# <font color=blue>   Hubway: Bike Sharing Service </font>
In this project, we will conduct data analysis on a dataset from the bike-sharing service Hubway, which includes data on over 1.5 million trips made with the service.This project was first done by James Coe on  Dataquest blogs. Here the project is done again for practice.

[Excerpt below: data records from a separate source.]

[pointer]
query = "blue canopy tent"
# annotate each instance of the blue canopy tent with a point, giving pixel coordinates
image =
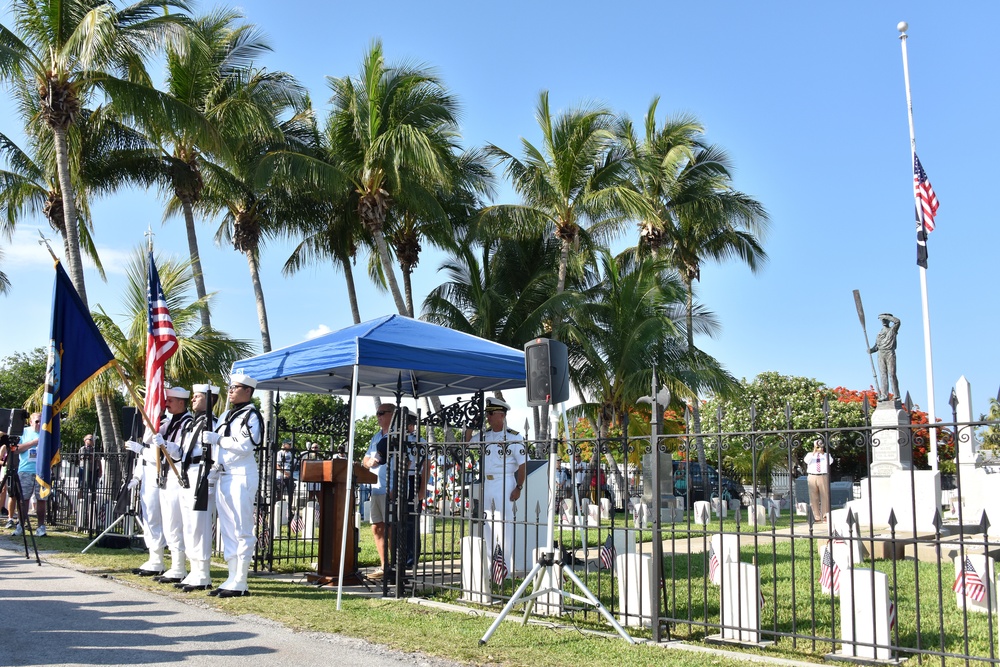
(430, 360)
(379, 358)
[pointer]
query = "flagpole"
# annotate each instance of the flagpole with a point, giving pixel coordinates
(928, 360)
(142, 411)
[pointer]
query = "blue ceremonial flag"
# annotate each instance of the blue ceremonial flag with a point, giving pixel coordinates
(77, 352)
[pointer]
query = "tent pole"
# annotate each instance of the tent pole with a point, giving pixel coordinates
(350, 482)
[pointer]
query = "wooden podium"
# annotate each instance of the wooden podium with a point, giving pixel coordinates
(332, 476)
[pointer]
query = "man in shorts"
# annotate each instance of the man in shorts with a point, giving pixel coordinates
(375, 461)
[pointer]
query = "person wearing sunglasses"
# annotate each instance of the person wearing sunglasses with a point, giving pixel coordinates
(374, 460)
(27, 451)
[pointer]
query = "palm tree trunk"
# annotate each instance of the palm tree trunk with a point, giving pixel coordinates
(72, 232)
(266, 399)
(199, 277)
(408, 288)
(699, 442)
(352, 292)
(390, 275)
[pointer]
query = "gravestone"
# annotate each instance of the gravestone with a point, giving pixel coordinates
(865, 615)
(475, 571)
(741, 603)
(636, 589)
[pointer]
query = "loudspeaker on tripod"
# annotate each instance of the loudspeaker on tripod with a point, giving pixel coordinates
(546, 365)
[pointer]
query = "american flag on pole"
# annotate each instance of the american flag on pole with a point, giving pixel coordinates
(161, 343)
(968, 580)
(499, 566)
(829, 578)
(608, 554)
(927, 203)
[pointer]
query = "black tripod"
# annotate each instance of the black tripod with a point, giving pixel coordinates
(13, 485)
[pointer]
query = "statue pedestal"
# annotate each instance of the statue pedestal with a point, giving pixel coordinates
(892, 439)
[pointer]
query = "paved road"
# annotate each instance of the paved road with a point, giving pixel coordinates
(53, 615)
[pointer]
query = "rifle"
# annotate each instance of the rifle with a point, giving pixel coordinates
(201, 491)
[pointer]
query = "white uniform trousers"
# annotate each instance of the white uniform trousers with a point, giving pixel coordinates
(497, 509)
(198, 526)
(170, 511)
(235, 495)
(149, 497)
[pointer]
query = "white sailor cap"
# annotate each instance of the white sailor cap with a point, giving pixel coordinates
(239, 377)
(493, 403)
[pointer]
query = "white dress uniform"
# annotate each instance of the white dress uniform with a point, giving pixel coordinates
(503, 454)
(198, 525)
(170, 503)
(149, 492)
(240, 430)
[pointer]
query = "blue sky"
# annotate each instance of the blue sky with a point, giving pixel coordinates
(807, 98)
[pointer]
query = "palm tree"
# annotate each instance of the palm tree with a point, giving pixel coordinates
(68, 52)
(217, 46)
(29, 183)
(694, 214)
(624, 325)
(395, 130)
(203, 355)
(502, 291)
(573, 186)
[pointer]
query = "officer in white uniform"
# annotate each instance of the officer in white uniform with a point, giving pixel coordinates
(198, 524)
(240, 430)
(504, 469)
(150, 497)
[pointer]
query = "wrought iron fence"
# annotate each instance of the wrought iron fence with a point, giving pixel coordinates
(902, 567)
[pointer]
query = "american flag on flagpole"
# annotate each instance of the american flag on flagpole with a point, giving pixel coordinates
(499, 566)
(161, 343)
(927, 203)
(829, 578)
(968, 580)
(608, 554)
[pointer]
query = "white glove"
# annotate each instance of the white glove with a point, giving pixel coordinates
(173, 450)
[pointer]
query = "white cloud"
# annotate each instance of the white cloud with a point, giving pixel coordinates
(321, 330)
(25, 251)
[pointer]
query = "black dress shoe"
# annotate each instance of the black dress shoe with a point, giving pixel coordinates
(227, 593)
(187, 588)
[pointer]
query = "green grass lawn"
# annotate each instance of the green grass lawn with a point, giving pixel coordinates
(692, 604)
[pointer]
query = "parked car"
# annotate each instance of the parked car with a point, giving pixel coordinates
(698, 486)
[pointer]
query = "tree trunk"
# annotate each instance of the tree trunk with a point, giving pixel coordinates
(199, 277)
(267, 398)
(352, 293)
(408, 288)
(390, 275)
(699, 442)
(72, 232)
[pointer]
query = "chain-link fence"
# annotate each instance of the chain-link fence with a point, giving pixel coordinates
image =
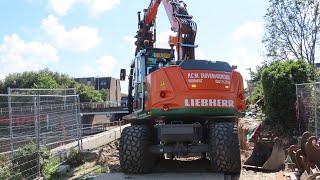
(308, 106)
(32, 125)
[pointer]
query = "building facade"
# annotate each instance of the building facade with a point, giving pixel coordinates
(108, 83)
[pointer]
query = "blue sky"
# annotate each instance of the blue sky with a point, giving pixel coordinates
(95, 37)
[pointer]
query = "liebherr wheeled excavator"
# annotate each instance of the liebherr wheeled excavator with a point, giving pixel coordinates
(179, 106)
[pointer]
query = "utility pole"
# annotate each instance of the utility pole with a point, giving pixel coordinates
(98, 83)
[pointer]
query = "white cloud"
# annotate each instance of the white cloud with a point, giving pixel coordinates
(61, 7)
(244, 61)
(96, 7)
(75, 39)
(163, 39)
(249, 29)
(200, 54)
(130, 40)
(103, 66)
(16, 55)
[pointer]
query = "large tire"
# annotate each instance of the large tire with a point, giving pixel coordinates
(135, 156)
(224, 148)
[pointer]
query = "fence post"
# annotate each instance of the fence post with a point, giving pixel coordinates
(315, 119)
(10, 122)
(36, 104)
(79, 124)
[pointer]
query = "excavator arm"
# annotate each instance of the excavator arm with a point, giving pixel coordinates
(181, 23)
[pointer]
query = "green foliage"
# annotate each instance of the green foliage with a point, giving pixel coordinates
(41, 79)
(256, 94)
(292, 29)
(74, 158)
(49, 167)
(4, 167)
(104, 94)
(46, 79)
(88, 94)
(278, 81)
(100, 170)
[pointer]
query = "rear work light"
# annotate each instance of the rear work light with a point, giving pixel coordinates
(241, 96)
(162, 94)
(165, 107)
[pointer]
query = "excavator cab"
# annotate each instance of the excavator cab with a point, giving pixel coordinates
(146, 61)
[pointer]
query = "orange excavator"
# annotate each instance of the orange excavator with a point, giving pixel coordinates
(179, 106)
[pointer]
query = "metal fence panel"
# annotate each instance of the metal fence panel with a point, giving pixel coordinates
(30, 123)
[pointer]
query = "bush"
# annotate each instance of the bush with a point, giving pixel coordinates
(278, 82)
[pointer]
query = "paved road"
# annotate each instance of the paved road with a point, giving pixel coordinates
(165, 176)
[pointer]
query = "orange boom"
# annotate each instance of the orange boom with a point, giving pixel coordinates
(179, 106)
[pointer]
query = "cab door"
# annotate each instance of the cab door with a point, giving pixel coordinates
(139, 74)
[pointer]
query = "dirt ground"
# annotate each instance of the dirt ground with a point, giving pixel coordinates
(106, 160)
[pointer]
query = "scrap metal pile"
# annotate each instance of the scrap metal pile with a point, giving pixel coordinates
(268, 153)
(305, 157)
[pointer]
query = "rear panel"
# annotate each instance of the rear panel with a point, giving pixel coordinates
(190, 89)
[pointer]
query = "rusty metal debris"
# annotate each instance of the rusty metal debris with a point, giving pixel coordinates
(306, 155)
(268, 153)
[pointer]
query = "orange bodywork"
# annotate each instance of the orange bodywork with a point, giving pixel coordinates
(175, 88)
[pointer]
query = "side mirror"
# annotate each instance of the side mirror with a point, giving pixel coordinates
(123, 75)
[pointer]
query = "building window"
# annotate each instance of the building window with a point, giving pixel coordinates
(103, 83)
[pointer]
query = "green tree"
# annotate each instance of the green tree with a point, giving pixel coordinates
(104, 94)
(88, 94)
(46, 81)
(278, 82)
(291, 29)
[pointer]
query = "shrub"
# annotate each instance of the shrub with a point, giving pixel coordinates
(278, 82)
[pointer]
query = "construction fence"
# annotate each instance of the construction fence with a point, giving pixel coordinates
(308, 106)
(37, 125)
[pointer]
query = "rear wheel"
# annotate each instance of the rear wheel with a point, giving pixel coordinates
(224, 148)
(135, 156)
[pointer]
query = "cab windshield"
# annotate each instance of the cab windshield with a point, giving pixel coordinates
(151, 65)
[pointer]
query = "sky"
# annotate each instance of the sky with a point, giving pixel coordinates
(91, 38)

![Hubway.jpg](attachment:Hubway.jpg)

# Analysis on 'Trips' Table

Let's start by taking a look at our database. The database has two tables, **trips** and **stations**. To begin with, we'll just look at the **trips** table. It contains the following columns:

- id — A unique integer that serves as a reference for each trip
- duration — The duration of the trip, measured in seconds
- start_date — The date and time the trip began
- start_station — An integer that corresponds to the id column in the stations table for the station the trip started at
- end_date — The date and time the trip ended
- end_station — The 'id' of the station the trip ended at
- bike_number — Hubway's unique identifier for the bike used on the trip
- sub_type — The subscription type of the user. "Registered" for users with a membership, "Casual" for users without a membership
- zip_code — The zip code of the user (only available for registered members)
- birth_date — The birth year of the user (only available for registered members)
- gender — The gender of the user (only available for registered members)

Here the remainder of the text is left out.